Apart from that, we know health isn’t like buying a car, or i-pad or TV. The elements of objective and cool rational choice aren’t available mainly because the time when people most need health care is when their lives may be on the line: after a serious auto accident or fall, or appendicitis, or contracting pneumonia. Then, they simply need care and cost may not factor into it given that we know costs vary across large geographical regions, see e.g.
http://brane-space.blogspot.com/2012/02/why-cant-colorado-follow-grand-junction.html
As shown in that blog, there is a way to control medical costs, but it doesn't depend on "premium support". It requires a provider network than mandates FIXED pricing for each procedure irrespective of what insurance vehicle one has....or doesn't. In this way, the delivery of care is rendered uniform without wild variations in costs, and in addition, costs can be controlled - especially as unnecessary procedures.

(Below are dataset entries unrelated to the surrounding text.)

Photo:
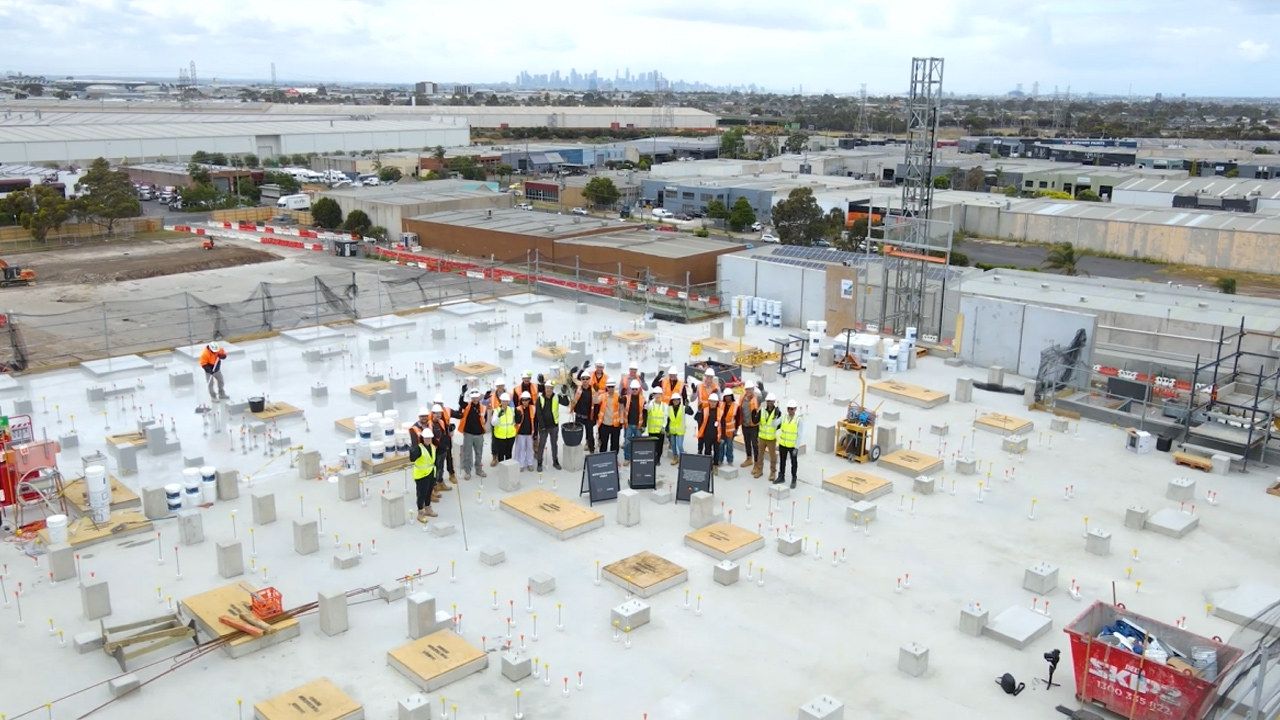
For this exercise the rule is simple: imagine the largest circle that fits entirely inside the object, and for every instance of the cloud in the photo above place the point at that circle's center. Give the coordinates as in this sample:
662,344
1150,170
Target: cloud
1251,50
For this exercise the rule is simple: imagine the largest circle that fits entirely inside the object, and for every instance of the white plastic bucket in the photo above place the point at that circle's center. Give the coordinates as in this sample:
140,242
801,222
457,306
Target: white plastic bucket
56,527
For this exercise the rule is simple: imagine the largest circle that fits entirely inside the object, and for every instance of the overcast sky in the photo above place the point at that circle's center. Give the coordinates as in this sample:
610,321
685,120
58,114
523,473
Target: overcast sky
1107,46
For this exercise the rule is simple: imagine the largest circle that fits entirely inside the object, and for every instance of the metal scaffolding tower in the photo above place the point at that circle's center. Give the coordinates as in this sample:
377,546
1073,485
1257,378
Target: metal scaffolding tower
915,244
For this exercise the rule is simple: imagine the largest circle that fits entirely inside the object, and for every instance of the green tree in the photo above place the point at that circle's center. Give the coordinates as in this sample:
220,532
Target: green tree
327,213
734,142
357,223
796,142
105,196
1064,258
741,215
39,209
717,209
600,191
799,219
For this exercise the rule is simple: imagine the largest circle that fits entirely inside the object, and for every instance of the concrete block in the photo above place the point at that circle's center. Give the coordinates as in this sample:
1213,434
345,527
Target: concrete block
391,592
348,486
860,511
515,668
393,509
333,613
154,504
822,707
123,686
306,537
95,598
1041,578
1098,542
542,583
507,473
726,572
231,559
629,507
790,545
414,707
913,659
703,510
88,641
973,620
421,614
62,561
191,527
631,614
1136,516
1180,490
264,507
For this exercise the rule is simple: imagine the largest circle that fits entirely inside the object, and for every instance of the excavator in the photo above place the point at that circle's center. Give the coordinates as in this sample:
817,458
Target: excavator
10,276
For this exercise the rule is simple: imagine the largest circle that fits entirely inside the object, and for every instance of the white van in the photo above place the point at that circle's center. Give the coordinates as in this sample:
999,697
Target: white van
295,203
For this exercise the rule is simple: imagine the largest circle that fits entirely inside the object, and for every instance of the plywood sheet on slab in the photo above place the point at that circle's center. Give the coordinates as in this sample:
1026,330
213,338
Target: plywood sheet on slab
910,463
82,532
277,410
856,484
1004,424
723,541
552,513
122,497
908,393
319,700
438,660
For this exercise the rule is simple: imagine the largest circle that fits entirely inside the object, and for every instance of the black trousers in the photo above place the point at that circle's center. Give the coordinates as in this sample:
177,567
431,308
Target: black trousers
752,440
782,463
424,487
609,438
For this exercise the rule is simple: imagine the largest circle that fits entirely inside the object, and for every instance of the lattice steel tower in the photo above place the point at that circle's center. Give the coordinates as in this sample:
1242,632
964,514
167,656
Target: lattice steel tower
910,238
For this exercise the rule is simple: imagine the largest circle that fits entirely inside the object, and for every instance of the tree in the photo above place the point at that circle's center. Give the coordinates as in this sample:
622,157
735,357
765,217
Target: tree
600,191
106,196
796,142
717,209
799,218
39,209
741,217
1064,258
357,223
327,213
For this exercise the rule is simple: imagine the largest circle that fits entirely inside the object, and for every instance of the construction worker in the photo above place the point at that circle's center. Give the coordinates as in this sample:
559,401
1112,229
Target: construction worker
730,420
771,417
503,419
634,417
676,411
584,409
749,410
789,440
547,414
211,361
525,428
423,455
608,417
472,419
708,419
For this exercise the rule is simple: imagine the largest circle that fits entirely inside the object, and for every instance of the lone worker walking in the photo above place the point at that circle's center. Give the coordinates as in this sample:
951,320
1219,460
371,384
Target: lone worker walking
211,360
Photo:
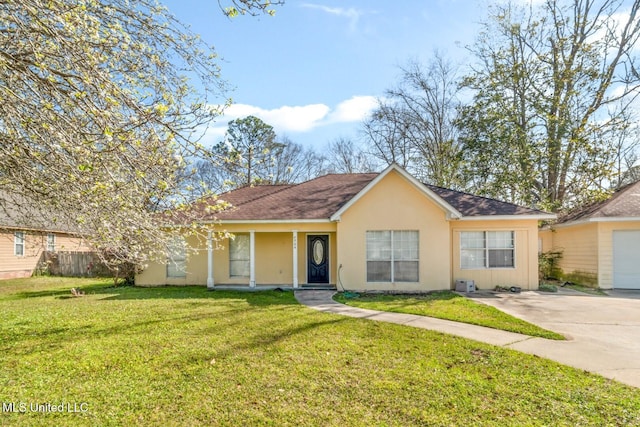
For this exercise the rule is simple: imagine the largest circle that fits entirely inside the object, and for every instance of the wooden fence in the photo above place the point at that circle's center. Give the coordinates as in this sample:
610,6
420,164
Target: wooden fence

It is based on the compendium of cost-saving data cost-saving was highlighted in The Dartmouth Atlas of Health Care . The accumulated data - extracted from billing records compiled from hospitals across the nation, discovered variations from one town to the next in the treatment of the same ailment. This led to massive variation in the cost of treating the same ailment. As a result, some U.S. localities (like Miami) spend $17,000 per year on the average Medicare patient, while others (in Grand Junction, CO) spend less than $7,000 per year with results that are just as good.
All of this was highlighted in a recent PBS program:
http://video.pbs.org/video/2198039605/
In the specific type of system portrayed in Grand Junction, seniors - the elderly - would receive great care and at an economic cost without having to gamble they will be turned down in a premium support market.
It's eminently simple...IF you're out to serve people and not merely rake in profits!